England 234-8 (50 overs) bt Sri Lanka 169 (44.3 overs) by 65 runs
By Paresh Soni |
Owais Shah's 82 and some fine bowling helped England beat Sri Lanka by 65 runs to level the one-day series 1-1.
The tourists were 61-4 and 142-6 on a slow surface but Shah worked the ball around shrewdly as they posted 234-8.
Ryan Sidebottom and Stuart Broad took two wickets each to reduce Sri Lanka to 38-4 before captain Mahela Jayawardene and Tillakaratne Dilshan put on 52.
Graeme Swann and Paul Collingwood also struck twice and despite Jehan Mubarak (44), the hosts were dismissed for 169.
It was only England's second one-day international triumph on the island - their previous one was more than 25 years ago - and just the tonic they needed after an abject surrender in Monday's opener at the same venue.
Shah will quite rightly take most of the plaudits after a brilliantly paced knock which rescued his team after the top order had failed dismally to cope with the variations in pace and length the home seamers employed, particularly Farveez Maharoof (3-30).

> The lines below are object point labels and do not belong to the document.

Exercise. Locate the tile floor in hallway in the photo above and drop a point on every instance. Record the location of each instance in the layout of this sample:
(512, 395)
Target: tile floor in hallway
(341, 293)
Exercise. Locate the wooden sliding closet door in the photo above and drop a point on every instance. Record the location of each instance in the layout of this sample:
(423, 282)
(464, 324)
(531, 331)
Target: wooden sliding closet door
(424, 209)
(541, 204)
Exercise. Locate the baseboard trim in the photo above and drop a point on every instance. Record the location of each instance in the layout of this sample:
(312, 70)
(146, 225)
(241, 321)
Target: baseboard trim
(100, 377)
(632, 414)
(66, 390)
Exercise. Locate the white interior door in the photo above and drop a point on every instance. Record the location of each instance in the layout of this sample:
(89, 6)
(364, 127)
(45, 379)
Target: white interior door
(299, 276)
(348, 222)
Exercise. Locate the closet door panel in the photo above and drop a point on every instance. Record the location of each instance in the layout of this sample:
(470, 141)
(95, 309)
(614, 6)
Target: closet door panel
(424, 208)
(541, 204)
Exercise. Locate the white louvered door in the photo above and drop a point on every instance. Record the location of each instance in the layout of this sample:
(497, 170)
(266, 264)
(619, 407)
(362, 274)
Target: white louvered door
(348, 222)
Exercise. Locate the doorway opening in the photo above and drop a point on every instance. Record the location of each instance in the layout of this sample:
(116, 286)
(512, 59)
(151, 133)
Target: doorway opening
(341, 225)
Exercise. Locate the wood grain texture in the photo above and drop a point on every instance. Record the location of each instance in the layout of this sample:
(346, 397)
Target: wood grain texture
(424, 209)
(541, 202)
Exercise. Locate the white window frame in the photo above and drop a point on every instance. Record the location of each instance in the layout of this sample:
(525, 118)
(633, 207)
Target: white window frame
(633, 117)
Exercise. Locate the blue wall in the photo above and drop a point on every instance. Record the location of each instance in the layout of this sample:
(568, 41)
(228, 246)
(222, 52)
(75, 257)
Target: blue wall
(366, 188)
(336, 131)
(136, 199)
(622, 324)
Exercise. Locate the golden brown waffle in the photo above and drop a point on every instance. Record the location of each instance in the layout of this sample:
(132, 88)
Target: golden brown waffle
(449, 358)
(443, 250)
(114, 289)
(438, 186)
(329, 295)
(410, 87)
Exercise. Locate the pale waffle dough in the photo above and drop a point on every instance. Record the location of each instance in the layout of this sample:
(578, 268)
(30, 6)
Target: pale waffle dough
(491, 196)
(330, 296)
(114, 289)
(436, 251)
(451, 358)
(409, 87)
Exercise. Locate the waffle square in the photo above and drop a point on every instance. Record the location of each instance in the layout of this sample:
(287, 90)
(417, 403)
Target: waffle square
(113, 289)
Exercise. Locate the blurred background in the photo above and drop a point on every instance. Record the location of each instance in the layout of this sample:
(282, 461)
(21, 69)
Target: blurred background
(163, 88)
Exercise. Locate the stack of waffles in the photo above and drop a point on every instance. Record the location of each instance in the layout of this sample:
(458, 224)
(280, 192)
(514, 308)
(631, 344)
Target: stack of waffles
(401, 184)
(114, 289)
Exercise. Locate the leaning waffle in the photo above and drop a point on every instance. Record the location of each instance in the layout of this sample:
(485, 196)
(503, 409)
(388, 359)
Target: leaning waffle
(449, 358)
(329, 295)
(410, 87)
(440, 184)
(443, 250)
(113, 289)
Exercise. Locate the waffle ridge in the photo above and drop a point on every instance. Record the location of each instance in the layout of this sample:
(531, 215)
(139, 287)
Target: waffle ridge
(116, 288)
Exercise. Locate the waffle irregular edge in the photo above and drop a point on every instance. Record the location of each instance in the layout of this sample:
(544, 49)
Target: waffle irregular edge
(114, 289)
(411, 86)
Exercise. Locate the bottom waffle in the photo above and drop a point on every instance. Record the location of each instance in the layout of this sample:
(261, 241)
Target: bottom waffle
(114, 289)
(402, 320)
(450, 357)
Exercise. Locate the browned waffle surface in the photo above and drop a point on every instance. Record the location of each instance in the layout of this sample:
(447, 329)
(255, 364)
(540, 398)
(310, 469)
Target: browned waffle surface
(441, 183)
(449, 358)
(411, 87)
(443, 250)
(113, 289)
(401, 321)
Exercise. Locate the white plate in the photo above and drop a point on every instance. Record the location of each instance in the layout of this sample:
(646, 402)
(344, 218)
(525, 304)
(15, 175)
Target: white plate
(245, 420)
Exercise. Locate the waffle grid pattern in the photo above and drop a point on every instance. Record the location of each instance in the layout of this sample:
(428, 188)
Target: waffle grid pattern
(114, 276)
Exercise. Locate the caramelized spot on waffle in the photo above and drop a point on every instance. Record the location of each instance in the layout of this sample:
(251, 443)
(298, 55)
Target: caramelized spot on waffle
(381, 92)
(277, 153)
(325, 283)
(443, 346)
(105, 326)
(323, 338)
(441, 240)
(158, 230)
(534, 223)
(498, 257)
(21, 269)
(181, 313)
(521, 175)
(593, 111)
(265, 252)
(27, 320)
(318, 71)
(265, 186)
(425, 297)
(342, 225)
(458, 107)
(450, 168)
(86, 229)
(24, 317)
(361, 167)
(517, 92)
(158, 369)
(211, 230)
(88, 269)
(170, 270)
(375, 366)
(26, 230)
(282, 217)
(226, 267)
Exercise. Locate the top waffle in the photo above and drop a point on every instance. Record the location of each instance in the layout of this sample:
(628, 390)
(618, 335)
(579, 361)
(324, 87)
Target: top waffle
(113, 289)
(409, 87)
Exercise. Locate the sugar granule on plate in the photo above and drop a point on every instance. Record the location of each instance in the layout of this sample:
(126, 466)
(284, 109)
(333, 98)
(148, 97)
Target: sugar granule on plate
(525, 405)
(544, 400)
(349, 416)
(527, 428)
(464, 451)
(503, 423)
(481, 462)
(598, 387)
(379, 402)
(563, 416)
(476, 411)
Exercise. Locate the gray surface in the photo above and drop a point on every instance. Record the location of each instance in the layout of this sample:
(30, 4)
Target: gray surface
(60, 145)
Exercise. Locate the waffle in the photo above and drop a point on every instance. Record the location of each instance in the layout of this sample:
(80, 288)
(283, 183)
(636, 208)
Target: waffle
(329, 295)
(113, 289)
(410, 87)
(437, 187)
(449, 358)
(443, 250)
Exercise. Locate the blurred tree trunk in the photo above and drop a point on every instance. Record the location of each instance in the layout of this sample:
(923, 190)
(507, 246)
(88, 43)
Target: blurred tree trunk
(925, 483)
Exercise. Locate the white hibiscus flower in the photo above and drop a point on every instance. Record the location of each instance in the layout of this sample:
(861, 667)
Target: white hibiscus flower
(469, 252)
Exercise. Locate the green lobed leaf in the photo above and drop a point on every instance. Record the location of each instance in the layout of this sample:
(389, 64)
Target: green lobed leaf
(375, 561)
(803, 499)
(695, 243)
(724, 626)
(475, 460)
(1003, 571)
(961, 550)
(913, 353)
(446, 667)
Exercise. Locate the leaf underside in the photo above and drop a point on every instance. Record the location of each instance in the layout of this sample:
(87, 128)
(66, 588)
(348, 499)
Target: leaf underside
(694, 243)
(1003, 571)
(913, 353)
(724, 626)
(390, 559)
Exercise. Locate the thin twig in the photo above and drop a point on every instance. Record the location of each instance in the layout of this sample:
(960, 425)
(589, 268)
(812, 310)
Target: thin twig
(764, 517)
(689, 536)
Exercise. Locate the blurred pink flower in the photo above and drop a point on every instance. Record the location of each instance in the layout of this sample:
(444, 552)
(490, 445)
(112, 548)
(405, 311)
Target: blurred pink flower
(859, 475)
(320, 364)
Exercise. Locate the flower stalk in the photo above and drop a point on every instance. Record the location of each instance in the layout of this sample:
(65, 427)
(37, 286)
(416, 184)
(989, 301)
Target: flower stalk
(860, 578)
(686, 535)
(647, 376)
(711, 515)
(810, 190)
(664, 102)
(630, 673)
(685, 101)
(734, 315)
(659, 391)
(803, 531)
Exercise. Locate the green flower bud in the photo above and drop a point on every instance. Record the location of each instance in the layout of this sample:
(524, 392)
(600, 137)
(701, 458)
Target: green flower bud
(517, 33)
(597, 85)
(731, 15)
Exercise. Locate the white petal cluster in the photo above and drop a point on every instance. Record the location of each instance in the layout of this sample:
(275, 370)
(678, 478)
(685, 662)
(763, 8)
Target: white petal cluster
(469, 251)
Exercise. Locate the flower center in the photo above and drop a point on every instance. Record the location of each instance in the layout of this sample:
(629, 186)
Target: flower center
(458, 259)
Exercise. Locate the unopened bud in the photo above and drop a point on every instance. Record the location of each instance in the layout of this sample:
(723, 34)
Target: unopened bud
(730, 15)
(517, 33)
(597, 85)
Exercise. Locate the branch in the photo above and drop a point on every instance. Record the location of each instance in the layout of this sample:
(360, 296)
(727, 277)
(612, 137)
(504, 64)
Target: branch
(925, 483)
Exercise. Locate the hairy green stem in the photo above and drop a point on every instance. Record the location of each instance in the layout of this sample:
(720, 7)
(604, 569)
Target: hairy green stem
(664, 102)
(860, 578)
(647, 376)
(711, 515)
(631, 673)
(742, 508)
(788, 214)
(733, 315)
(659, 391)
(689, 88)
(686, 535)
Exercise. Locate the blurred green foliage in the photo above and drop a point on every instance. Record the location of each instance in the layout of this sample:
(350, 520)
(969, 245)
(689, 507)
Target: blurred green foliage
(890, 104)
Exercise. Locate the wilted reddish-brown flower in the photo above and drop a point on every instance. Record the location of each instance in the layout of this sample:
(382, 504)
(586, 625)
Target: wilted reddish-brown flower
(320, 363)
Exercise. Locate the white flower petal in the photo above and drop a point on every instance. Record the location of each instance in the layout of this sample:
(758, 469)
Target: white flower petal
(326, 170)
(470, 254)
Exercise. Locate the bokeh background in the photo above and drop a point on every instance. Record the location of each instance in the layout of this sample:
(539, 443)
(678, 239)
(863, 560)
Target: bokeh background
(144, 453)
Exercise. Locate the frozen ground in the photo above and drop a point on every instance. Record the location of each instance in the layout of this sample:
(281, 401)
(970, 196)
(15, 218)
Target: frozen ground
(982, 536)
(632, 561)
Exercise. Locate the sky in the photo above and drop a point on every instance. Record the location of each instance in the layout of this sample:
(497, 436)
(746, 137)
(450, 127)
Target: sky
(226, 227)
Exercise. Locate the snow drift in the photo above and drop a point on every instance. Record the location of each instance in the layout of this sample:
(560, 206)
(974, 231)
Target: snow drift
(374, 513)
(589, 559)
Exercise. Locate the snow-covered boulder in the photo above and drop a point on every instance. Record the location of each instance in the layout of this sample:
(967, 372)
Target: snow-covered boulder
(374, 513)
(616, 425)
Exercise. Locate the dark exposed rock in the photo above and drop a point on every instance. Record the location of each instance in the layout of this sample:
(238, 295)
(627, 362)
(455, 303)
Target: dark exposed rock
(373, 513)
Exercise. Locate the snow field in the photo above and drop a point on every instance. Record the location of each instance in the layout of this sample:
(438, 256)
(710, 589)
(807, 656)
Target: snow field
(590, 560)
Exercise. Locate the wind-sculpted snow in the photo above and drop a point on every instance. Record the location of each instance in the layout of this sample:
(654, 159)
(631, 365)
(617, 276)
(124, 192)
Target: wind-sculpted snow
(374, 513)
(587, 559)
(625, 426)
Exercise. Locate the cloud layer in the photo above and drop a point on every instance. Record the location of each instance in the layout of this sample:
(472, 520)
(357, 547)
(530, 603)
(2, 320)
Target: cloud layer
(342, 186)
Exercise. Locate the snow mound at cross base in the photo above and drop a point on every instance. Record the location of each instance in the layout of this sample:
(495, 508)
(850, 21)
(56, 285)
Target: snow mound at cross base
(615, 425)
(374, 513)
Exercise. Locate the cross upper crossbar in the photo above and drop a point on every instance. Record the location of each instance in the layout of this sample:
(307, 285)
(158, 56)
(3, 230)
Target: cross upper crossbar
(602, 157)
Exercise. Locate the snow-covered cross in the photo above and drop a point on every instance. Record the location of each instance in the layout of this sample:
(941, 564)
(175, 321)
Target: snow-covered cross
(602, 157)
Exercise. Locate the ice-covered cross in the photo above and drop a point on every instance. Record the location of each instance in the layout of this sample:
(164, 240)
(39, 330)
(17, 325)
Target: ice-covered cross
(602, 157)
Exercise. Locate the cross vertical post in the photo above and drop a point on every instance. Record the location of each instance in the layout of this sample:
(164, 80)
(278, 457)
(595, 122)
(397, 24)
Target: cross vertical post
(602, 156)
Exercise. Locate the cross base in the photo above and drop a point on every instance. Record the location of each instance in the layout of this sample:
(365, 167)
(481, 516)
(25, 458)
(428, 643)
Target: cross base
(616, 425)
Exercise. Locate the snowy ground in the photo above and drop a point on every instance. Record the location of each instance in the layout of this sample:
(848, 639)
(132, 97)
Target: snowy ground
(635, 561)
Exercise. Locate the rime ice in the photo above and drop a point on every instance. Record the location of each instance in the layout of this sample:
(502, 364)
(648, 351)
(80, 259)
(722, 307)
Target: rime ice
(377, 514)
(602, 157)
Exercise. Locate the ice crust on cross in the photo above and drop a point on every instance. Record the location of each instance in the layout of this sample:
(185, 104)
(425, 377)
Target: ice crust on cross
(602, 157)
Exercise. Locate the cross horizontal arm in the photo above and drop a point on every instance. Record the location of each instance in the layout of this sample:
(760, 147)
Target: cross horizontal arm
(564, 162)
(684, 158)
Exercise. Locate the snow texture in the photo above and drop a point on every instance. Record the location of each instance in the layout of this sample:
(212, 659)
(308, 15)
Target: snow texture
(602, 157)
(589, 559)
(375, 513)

Alastair Cook wafted leaden-footedly to slip, Ian Bell was lbw shuffling across his crease, while Phil Mustard and Kevin Pietersen - who scratched around for 41 balls for his 12 - spooned catches off ill-judged swipes.
Captain Collingwood was never totally at ease on a sluggish pitch but he passed 1,000 ODI runs for 2007 in helping Shah lay the foundations for the recovery.
They kept the scoreboard ticking against the spinners in a partnership of 78 with a measured approach which was studded with rare boundaries.
Collingwood pulled Dilhara Fernando for England's only six in the 35th over before he was pinned in front trying to work the seamer away on the leg-side and when Ravi Bopara lost his leg-stump to part-time spinner Dilshan, the visitors were still some way short of respectability.
Shah took them there with his fourth one-day fifty and Graeme Swann's support in a stand of 70, and only a brilliant catch from Chamara Silva ended his 92-ball defiance.
It was the best score by an Englishman in a one-day international in Sri Lanka, bettering Graham Gooch's 74 in that 1982 success.
And its importance was magnified when Sidebottom and Broad extracted bounce and movement from a pitch that quickened significantly in the evening.
Upul Tharanga edged Sidebottom to Cook at second slip and Sanath Jayasuriya - playing in his 400th ODI - cracked the left-armer to Bell at cover.
Kumar Sangakkara was dropped twice by Cook at slip and Mustard before the keeper redeemed himself with a superb catch, while Silva was snapped up at backward point when a Broad delivery reared up.
England were rampant but their fires were doused by Dilshan's aggression and the composed class of Jayawardene.
The duo seized on errors in line and length from Broad and James Anderson to pick up a flurry of boundaries as their fifty partnership came up in 44 balls.
However, Swann's third ball, a vicious off-spinner, ripped through Dilshan's defences and Collingwood saw his opposite number flip him straight to mid-wicket to land two hammer blows.
The same duo worked their way through the tail and although Mubarak struck several lusty blows and Fernando (20) made his highest one-day score, nothing could take the shine off Shah and England's day.